PI-CCA achieved superior performance among replay-free methods across all tracks. On VLCL, it outperformed GIFT, which requires diffusion-based synthetic replay (marked with †), despite PI-CCA neither storing nor generating data.

Ablation Study

Configuration MTIL Avg MTIL Last VLCL I2T R@1 ConStruct-VL AF↓
PI-CCA (Full) 76.8 75.5 48.6 2.7
w/o Spectral (\(\lambda_1=0\)) 74.3 (-2.5) 73.1 (-2.4) 46.3 (-2.3) 3.8 (+1.1)
w/o Subspace (\(\lambda_2=0\)) 74.6 (-2.2) 73.4 (-2.1) 45.9 (-2.7) 3.9 (+1.2)
w/o Prompt Inv (\(\lambda_3=0, M=0\)) 75.3 (-1.5) 74.0 (-1.5) 47.1 (-1.5) 3.3 (+0.6)
w/o Cert EMA (\(\alpha=0\)) 75.6 (-1.2) 74.1 (-1.4) 47.7 (-0.9) 3.1 (+0.4)
w/o Cov EMA (\(\beta=0\)) 74.1 (-2.7) 72.7 (-2.8) 46.1 (-2.5) 3.7 (+1.0)

Key Findings

  • Spectra and Subspace are Indispensable: Removing \(\lambda_1\) or \(\lambda_2\) caused the largest drops, proving that both "how strong" and "where" to align must be preserved.
  • Covariance EMA is more critical than Certificate EMA: Setting \(\beta=0\) caused a 2.7 drop, much more severe than \(\alpha=0\) (1.2), indicating that stability in streaming estimation relies primarily on covariance smoothing.
  • Prompt Invariance protects Zero-Shot and Robustness: While its impact on standard retrieval was moderate (-1.5), it significantly flattened the performance degradation curve under prompt perturbation stress tests and OOD templates.
  • Geometric Drift Predicts Performance Loss: Correlation experiments showed that larger subspace angle drift (\(D_{ang}\)) and spectral drift (\(D_\rho\)) strongly correlate with performance drops, providing empirical evidence for viewing forgetting as geometry drift.

Highlights & Insights

  • Redefining Forgetfulness as Alignment Geometry Drift: The paper moves beyond tracking proxy variables to directly locking the top-k canonical spectra and subspaces of the whitened cross-covariance.
  • Clever Disambiguation via Projection Averaging: Averaging projection matrices instead of basis vectors naturally resolves sign/rotation ambiguities within subspaces, bypassing the complexities of Procrustes alignment.
  • Constant Memory + Generator-Free: Random sketches compress certificates to be independent of feature dimensions.
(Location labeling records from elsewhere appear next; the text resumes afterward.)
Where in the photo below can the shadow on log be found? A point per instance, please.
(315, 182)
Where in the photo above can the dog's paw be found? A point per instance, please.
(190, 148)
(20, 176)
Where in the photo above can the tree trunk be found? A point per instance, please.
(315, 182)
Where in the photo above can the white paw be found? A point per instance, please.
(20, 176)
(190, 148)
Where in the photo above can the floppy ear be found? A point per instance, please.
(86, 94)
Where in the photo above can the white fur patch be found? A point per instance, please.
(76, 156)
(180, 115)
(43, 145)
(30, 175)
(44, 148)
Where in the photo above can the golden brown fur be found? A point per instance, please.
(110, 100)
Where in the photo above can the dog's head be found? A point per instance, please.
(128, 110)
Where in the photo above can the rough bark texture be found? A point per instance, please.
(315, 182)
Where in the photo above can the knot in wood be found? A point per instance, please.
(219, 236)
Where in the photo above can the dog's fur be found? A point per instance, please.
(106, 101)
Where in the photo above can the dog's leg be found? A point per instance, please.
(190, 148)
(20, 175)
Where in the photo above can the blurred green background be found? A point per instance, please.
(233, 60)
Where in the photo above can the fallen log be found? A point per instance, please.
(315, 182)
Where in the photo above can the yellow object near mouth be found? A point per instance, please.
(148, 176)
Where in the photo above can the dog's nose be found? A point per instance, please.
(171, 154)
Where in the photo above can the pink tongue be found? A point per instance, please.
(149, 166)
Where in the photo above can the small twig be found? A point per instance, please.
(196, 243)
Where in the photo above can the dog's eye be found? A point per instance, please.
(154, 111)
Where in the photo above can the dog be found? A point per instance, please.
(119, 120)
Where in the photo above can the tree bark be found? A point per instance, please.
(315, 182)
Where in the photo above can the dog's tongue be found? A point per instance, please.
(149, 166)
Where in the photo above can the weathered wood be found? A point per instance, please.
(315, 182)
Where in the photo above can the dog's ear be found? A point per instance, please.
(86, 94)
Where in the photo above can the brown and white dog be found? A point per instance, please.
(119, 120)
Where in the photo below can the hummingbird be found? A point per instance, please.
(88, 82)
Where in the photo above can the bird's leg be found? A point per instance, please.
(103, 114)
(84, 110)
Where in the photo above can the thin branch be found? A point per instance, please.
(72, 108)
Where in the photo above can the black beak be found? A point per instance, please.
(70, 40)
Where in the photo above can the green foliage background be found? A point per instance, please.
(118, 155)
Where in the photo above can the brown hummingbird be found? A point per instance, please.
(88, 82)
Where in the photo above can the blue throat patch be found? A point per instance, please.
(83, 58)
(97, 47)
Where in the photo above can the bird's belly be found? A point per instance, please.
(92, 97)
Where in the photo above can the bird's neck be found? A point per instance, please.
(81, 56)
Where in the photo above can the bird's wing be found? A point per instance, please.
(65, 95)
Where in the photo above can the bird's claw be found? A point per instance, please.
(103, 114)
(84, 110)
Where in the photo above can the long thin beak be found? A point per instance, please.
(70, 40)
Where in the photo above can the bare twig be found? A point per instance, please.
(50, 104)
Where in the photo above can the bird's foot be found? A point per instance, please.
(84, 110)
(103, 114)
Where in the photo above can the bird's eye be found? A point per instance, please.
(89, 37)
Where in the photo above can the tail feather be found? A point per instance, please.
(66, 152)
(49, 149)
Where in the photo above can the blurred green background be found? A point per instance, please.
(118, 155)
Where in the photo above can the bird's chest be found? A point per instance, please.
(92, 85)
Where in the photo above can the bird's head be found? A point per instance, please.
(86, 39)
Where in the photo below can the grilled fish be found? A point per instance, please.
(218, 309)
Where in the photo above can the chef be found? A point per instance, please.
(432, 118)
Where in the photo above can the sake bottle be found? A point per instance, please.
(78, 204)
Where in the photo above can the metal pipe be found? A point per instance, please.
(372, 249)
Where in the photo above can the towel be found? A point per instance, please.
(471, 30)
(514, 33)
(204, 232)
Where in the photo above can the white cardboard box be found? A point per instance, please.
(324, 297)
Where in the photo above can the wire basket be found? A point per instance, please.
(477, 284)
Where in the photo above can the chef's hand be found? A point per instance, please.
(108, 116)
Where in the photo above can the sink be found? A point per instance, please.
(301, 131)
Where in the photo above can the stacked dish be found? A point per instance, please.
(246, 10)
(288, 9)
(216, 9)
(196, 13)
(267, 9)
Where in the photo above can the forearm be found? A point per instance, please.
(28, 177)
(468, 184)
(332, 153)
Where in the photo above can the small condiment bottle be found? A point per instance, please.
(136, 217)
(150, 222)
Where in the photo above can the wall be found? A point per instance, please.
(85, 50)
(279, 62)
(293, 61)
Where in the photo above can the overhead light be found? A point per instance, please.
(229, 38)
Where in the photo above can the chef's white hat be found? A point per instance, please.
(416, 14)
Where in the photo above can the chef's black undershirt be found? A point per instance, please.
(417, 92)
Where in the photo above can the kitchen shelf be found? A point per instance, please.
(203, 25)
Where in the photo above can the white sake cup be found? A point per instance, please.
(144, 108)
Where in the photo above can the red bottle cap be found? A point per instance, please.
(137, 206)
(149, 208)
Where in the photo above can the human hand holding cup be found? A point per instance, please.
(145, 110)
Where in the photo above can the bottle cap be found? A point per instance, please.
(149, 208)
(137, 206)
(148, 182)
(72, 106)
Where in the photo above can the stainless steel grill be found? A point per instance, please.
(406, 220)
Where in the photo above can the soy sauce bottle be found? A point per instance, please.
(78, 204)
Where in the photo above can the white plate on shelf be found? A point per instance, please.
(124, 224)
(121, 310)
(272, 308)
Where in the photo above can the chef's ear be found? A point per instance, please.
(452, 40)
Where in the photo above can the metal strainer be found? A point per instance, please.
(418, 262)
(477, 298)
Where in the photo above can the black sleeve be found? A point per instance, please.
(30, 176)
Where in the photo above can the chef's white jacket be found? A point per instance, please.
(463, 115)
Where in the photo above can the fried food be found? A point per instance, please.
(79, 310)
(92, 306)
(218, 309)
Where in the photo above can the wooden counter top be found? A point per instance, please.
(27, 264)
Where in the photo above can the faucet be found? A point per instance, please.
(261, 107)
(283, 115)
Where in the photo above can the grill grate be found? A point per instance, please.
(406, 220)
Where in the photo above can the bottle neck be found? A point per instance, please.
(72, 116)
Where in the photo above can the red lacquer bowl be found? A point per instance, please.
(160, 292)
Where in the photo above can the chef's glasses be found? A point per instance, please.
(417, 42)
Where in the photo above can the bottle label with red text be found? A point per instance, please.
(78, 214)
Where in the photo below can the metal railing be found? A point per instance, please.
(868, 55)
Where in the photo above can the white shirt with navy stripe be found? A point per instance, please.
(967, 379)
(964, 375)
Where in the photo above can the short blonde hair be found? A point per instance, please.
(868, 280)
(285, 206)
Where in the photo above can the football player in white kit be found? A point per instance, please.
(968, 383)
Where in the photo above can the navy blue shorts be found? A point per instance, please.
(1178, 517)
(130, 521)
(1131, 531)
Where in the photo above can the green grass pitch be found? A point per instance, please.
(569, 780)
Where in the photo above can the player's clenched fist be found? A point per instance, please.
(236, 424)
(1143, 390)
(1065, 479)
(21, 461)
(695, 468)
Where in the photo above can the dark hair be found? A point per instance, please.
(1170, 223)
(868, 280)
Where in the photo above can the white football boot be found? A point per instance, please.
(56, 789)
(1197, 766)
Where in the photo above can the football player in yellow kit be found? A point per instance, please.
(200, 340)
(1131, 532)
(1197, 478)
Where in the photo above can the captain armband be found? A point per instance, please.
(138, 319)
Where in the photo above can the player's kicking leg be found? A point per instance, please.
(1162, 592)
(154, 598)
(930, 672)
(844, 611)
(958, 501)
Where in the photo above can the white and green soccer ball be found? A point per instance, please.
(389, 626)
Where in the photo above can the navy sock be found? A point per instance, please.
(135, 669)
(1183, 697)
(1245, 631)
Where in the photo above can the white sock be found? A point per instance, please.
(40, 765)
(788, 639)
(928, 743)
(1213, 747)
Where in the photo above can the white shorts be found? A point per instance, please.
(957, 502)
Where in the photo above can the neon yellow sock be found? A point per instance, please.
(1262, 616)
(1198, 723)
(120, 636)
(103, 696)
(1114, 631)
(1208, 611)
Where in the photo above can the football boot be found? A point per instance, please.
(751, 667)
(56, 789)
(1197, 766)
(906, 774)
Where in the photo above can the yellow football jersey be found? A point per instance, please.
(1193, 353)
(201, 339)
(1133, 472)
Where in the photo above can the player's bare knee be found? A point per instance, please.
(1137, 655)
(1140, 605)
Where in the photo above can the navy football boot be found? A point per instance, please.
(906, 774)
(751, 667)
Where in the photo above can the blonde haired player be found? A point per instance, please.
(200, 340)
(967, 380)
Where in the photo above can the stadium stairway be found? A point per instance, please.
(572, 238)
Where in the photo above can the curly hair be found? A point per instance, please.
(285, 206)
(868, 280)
The system requires no stored data or generators and integrates easily with parameter-efficient fine-tuning like LoRA.
  • Transferable Philosophy: The paradigm of "compact invariant certificates + mini-batch statistical matching" can be extended to other structural preservation tasks in continual learning.

Limitations & Future Work

  • The "one global certificate" assumption might be insufficient for extremely long task streams with massive alignment geometry shifts; multi-certificate strategies were not fully explored.
  • Prompt invariance relies on the design and coverage of the perturbation distribution \(P\); extreme perturbations (\(s > 0.6\)) still lead to degradation.
  • Differentiable SVD and whitened square root inverses (Newton-Schulz iterations) introduce computational overhead, with single-step latency around 270-320ms on A100.
  • The geometric constraints are sensitive to numerical implementation (eigenvalue clipping, stop-gradients), requiring careful reproduction.
  • vs Mod-X / ZSCL: These methods align similarity distributions or off-diagonal elements (proxies); PI-CCA constrains the alignment object (CCA spectra/subspace) itself.
  • vs C-CLIP / RAIL: These rely on architectural isolation (adapters/routers); PI-CCA is an orthogonal geometric constraint that can be layered on top of LoRA.
  • vs GIFT / Smith: These use diffusion or adversarial synthesis for pseudo-replay; PI-CCA remains entirely replay-free and generator-free while exceeding the performance of GIFT on benchmarks like VLCL.
  • vs CCA/CKA Analysis: While CCA/CKA are typically diagnostic tools in CL, PI-CCA upgrades them into optimizable training constraints.

Rating

  • Novelty: ⭐⭐⭐⭐⭐ Effectively redefines forgetting as alignment geometry drift via differentiable CCA.
  • Experimental Thoroughness: ⭐⭐⭐⭐ Solid results across 4 benchmarks and extensive ablation; long-sequence stress tests are limited.
  • Writing Quality: ⭐⭐⭐⭐ Rigorous mathematical notation and clear motivation, though the engineering density is high.
  • Value: ⭐⭐⭐⭐ High practical value for VLM deployment under strict privacy/memory constraints.